In this work, we experimentally examined the dimensionless mobility Dx_p/Dx of solid polymethylmethacrylate particles and air bubbles which were subjected to oscillatory flow in a glass capillary tube, oriented both horizontally and vertically.  In the horizontal orientation, we observed the mobility of both particles and bubbles to exhibit behavior consistent with well known inertial lift mechanisms derived for steady flow; that is, the amplitude of motion was a function of Re_p²/Re_s (the ratio of inertial to gravitational forces⁶) for a wide range of frequencies. At low Re_p²/Re_s, a transition was observed between the particle rolling with slip along the tube wall and lifting away from the wall.  The mobility then increased rapidly with Re_p²/Re_s, ultimately reaching the neutrally buoyant asymptote as Re_p²/Re_s >> 1.  The mobility was predicted reasonably well by adapting existing steady flow models. 

Bubbles were found to have a more complex behavior from the competition between two migration mechanisms: inertial lift and deformation induced lift.  The inertial lift drives the bubble to an equilibrium position between the tube wall and center while the deformation induced lift drives the bubbles towards the centerline.⁷  Qualitatively, the mobility of small bubbles was similar to the mobility of particles.

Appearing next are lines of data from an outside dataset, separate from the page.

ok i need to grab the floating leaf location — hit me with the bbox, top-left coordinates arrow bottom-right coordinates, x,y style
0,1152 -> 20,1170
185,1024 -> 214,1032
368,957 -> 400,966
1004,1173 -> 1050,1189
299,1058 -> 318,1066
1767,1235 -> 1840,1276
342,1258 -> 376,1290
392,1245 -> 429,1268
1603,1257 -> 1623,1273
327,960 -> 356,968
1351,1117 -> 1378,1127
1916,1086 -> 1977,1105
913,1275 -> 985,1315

The migration behavior observed for symmetric oscillatory flow in the horizontally orientated tube suggested a methodology for extracting or separating particles/bubbles in confined geometries, such as those commonly found in microfluidic devices.  By applying a zero-mean asymmetric oscillatory flow, particles and bubbles in a capillary tube were given a net drift with each stroke.  The direction and speed of the drift were shown to depend on the ratio of the frequencies in the forward and reverse direction and corresponded well with displacements predicted from the experiments performed using symmetric oscillatory flow.  The utility of asymmetric oscillatory flows in microfluidic geometries was demonstrated using a direct methanol fuel cell.  An asymmetric tidal displacement (sin(wt) + 0.25 sin(2wt)) applied to the anode feed was shown to dramatically reduce instabilities caused by CO₂ bubble accumulation at low feed rates.

In the vertical orientation, negatively buoyant particles were observed to travel opposite gravity for certain symmetric oscillatory flows.  This occurred because the particle has a different mobility during the upward and downward stroke.  During the downstroke, a particle will lead the flow and it will be driven toward the wall; whereas during the upstroke the particle lags the fluid and migrates to the centerline.  If the migration is fast enough, the upward velocity will be greater than the downward velocity.  An asymptotic model was developed which agreed with the observed behavior provided a pseudo steady-state criterion was satisfied.

(1)        Segre, G.; Silberberg, A. Journal of Fluid Mechanics 1962, 14, 115-135.

(2)        Segre, G.; Silberberg, A. Journal of Fluid Mechanics 1962, 14, 136-157.

(3)        Ho, B. P.; Leal, L. G. Journal of Fluid Mechanics 1974, 65, 365-400.

(4)        Vasseur, P.; Cox, R. G. Journal of Fluid Mechanics 1976, 78, 385-413.

(5)        Williams, P. S.; Lee, S. H.; Giddings, J. C. Chemical Engineering Communications 1994, 130, 143-166.

(6)        King, M. R.; Leighton, D. T. Physics of Fluids 1997, 9, 1248-1255.

(7)        Chan, P. C. H.; Leal, L. G. Journal of Fluid Mechanics 1979, 92, 131-170.